Alors la question qu’il faut se poser: Quelles sont les clés de leur succès?

Priorité à la qualité de vie

En cabinet comme en entreprise, la pression de faire des longues heures n’a aucunement diminué. Mais les avocats de la nouvelle génération ont nettement moins le goût du sacrifice que leurs aînés.

« Je crois en l’auto-détermination », déclare Pascale Pageau, présidente fondatrice du cabinet Delegatus, compose en grande partie d’avocats dans la trentaine.

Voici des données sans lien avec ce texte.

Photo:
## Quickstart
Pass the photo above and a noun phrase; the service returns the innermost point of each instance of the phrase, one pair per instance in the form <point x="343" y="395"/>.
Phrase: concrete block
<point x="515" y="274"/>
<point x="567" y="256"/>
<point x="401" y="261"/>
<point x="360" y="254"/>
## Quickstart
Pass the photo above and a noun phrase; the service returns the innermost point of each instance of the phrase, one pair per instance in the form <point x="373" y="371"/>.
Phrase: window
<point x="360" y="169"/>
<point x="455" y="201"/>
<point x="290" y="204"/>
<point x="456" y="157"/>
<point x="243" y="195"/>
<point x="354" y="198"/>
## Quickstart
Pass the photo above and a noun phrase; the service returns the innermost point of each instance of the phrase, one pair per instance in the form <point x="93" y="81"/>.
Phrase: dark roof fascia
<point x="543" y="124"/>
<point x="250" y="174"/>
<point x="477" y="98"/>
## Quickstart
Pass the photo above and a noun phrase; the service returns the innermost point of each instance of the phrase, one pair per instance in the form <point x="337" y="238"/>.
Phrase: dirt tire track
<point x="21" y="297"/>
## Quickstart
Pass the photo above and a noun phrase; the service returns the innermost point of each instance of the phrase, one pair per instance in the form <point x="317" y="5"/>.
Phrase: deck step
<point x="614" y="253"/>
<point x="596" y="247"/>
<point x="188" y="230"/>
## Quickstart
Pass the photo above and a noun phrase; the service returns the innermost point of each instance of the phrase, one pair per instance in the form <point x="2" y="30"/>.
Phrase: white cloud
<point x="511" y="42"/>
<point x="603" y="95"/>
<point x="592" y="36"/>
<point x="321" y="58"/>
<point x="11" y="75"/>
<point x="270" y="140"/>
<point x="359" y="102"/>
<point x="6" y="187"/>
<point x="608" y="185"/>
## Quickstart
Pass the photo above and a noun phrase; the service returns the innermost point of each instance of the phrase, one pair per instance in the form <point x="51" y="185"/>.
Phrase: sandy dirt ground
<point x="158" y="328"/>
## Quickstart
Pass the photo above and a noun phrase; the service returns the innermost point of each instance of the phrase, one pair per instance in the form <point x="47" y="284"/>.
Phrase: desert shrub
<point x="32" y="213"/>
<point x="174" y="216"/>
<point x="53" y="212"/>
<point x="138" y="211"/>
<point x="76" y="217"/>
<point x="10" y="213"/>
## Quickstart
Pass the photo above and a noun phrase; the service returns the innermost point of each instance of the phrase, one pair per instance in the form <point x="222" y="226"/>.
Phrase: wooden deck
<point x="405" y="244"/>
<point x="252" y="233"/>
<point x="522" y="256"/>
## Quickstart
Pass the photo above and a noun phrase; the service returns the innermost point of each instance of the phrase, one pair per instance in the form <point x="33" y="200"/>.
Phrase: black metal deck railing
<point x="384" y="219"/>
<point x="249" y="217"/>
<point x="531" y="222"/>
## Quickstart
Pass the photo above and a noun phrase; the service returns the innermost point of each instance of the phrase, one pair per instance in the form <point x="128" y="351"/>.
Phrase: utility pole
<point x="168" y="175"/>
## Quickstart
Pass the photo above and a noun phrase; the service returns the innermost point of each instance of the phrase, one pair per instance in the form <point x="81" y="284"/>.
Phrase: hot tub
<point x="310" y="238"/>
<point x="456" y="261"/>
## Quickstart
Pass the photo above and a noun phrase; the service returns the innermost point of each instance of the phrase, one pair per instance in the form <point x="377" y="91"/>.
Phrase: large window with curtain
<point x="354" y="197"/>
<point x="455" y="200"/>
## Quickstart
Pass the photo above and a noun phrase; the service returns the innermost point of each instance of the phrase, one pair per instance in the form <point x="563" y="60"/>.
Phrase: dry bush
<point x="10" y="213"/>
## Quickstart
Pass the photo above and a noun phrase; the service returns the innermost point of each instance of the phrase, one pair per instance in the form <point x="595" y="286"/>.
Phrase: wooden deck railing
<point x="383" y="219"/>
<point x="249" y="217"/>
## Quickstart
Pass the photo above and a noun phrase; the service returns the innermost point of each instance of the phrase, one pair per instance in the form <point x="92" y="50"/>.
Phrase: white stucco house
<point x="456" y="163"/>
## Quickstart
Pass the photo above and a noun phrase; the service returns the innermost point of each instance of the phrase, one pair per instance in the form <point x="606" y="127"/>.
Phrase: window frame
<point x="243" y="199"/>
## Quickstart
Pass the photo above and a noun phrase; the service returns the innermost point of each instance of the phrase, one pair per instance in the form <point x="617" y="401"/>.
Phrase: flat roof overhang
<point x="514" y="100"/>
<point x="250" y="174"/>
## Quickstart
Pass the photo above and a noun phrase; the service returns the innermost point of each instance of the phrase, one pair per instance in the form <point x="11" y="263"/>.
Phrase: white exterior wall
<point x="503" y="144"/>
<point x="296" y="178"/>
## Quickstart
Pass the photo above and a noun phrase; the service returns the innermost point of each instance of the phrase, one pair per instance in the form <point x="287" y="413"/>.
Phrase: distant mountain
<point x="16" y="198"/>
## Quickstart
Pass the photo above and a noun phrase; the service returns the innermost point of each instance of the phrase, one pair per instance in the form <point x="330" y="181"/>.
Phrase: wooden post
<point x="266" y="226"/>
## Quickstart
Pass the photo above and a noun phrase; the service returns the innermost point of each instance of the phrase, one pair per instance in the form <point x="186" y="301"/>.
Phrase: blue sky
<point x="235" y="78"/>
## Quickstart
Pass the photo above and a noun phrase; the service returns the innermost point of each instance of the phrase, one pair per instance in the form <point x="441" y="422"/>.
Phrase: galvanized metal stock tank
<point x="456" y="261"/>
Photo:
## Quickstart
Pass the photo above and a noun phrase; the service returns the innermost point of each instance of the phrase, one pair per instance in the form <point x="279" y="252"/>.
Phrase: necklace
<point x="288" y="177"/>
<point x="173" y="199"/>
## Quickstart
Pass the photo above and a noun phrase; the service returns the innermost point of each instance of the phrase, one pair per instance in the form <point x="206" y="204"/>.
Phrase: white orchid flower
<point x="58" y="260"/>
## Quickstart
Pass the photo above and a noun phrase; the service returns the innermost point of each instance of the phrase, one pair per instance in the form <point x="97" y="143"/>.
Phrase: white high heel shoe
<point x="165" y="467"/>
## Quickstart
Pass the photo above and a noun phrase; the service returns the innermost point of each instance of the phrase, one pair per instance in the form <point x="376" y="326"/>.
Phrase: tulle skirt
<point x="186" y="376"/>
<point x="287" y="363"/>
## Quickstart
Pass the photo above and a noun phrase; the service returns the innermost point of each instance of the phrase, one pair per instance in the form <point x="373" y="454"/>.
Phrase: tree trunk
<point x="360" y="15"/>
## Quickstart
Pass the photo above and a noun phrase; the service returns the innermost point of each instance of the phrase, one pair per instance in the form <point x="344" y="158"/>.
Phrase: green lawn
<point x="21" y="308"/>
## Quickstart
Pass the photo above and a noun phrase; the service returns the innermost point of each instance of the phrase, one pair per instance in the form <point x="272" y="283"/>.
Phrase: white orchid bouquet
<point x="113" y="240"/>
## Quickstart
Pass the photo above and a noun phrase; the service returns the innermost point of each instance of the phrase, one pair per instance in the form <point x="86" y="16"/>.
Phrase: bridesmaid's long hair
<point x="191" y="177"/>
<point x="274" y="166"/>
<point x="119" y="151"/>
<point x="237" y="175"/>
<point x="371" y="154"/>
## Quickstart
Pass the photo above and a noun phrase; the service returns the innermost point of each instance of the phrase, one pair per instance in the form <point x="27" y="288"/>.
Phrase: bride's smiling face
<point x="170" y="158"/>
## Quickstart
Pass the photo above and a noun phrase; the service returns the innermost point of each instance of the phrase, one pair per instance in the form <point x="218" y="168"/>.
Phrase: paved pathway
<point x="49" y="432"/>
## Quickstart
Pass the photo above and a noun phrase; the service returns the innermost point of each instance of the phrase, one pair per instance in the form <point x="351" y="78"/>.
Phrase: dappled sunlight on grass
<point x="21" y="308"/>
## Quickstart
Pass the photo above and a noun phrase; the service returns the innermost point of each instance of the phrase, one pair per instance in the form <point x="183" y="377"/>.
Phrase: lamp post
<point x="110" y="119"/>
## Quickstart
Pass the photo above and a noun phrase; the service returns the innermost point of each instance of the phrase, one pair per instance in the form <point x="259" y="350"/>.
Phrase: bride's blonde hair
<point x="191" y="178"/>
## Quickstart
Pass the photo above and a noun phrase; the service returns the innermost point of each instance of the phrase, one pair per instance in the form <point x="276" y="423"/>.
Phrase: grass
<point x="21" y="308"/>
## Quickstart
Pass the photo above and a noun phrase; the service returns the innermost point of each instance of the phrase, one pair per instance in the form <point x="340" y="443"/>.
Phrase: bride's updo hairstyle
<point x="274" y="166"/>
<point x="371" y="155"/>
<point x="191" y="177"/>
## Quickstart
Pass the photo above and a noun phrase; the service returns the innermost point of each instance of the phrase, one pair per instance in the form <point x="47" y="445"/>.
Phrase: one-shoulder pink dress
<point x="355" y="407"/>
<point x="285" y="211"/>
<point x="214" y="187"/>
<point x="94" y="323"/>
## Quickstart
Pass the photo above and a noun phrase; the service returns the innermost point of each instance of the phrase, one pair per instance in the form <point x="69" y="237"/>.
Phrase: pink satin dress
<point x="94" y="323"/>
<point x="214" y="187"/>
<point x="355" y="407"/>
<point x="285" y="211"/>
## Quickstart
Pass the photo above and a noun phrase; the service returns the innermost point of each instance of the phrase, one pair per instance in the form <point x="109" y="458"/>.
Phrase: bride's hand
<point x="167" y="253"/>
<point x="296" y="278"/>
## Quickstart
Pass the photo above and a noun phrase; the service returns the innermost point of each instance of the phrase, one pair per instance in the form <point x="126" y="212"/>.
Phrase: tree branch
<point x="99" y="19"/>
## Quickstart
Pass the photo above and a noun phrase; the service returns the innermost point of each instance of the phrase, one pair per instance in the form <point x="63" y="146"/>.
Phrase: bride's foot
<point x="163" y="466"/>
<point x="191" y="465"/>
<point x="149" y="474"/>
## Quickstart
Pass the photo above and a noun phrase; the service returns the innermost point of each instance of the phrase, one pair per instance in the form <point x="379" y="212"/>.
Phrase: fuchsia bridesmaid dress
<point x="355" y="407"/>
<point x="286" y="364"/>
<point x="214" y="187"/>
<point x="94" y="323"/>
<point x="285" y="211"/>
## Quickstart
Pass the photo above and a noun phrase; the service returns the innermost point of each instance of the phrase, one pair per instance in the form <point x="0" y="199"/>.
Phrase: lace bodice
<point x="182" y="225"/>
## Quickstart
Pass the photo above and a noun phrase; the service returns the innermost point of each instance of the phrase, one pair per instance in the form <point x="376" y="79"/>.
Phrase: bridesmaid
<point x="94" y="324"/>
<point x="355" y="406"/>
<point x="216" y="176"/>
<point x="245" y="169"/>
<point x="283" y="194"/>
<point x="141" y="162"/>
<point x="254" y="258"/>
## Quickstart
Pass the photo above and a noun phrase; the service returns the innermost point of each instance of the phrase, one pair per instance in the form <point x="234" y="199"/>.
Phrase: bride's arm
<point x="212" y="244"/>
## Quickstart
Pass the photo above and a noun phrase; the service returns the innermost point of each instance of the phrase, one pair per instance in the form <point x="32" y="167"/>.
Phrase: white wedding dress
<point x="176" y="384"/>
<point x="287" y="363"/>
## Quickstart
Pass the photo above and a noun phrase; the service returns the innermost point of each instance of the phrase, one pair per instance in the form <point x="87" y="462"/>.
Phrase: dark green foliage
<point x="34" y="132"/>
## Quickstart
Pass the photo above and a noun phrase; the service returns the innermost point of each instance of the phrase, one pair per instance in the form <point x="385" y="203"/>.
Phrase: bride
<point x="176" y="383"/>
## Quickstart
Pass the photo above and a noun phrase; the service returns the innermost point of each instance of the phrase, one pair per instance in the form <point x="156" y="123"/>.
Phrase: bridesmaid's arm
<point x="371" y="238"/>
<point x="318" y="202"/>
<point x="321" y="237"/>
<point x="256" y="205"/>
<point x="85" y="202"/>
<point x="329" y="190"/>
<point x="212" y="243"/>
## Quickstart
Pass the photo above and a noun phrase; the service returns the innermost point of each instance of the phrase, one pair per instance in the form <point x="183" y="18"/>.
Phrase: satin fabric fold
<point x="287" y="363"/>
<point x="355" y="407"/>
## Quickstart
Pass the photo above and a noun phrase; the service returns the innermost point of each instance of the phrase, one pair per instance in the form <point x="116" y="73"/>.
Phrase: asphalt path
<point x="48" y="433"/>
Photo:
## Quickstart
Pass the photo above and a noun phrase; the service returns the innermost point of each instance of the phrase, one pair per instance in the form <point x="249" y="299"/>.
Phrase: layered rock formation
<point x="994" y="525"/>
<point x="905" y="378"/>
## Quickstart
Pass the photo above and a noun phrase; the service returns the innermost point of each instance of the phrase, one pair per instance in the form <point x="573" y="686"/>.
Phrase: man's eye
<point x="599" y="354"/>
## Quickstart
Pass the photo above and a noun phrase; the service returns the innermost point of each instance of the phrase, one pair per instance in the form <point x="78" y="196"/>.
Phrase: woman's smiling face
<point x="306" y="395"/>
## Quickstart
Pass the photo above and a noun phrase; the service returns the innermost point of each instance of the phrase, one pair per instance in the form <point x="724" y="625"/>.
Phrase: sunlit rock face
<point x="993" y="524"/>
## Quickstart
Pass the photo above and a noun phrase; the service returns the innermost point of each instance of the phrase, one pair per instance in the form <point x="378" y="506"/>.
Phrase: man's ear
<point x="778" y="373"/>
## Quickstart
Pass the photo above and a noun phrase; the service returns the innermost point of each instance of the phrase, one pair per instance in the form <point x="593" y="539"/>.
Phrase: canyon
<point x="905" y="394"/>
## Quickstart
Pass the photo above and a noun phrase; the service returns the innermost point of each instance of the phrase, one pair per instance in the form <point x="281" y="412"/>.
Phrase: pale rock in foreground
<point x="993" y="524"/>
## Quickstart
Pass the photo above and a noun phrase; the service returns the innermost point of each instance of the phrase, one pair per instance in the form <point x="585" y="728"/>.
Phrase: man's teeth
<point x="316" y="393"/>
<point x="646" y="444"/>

Les grands cabinets où elle a commencé sa carrière l’empêchaient de s’occuper de ses deux enfants. « J’ai donc choisi de changer moimême les règles du jeu », dit l’avocate de 36 ans, qui a fait deux enfants de plus depuis cette transition.

« Notre cabinet reflète les aspirations de notre génération. Nous n’imposons pas de quantité d’heures minimales, chacun fait son propre horaire et travaille chez lui, à nos bureaux ou chez le client » explique Me Pageau. « Certains avocats font beaucoup d’heures, d’autres débrayent pour une période donnée. Bien sûr, ceux qui travaillent moins vont gagner moins, mais l’essentiel est de leur offrir le choix. »

Outre la vie personnelle, cette « auto-détermination » permet à certains avocats de Delegatus de s’impliquer intensément à l’extérieur du droit, comme son vice-président Paul St-Pierre Plamondon (34 ans) qui a fondé le regroupement Génération d’idées, ou Marc Tanguay (38 ans) qui préside le Parti libéral du Québec.

Si les plus jeunes ne se jettent plus corps et âme dans le travail, ce n’est pas juste une question de génération, mais aussi de changement d’époque, selon Dominique Tardif, 33 ans, directrice du bureau montréalais de la firme de recrutement ZSA.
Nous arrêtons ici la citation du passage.